In California, where Gov. Arnold Schwarzenegger gained high popularity in his first year in office by identifying himself with all of those causes, he
came a cropper by forcing a special election on a very different agenda. He launched a crusade to punish teachers, nurses and other public employees
for their "greed," only to see the public endorse their work and tell the governor, in effect, to deal with them, not stiff-
arm them. The defeat of all four of Schwarzenegger's initiatives clearly signals that he misread Californians as wanting a partisan conservative regime in Sacramento.
The same message was sent unmistakably by Virginia, a state that has been reliably part of the Republican presidential base. Republican gubernatorial candidate Jerry Kilgore ran a classic version of the last decade's "bring-out-the-base" campaign, promising to fight taxes, crack down on crime, curb abortions, impose the death penalty -- and, as an added fillip, get tough on illegal immigrants.

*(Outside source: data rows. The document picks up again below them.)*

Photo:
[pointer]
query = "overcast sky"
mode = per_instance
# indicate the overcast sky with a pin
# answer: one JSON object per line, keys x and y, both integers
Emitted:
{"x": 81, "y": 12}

He got out the base, but lost heavily in the fast-growing suburbs to Lt. Gov. Tim Kaine, the Democrat who campaigned on support for schools and balanced growth.
Kaine was helped enormously by the fact that the current governor, Democrat Mark Warner, has steered Virginia from a fiscal mess to economic prosperity while working successfully to get his progressive education program and
other initiatives through a Republican legislature.
It was one more proof that the strength of the Democratic Party lies in its governorships -- a lesson that still has not dawned on many of the Washington-fixated consultants and contributors, who continue to delude themselves that their talk-shop congressional leaders should be the national symbols of the party.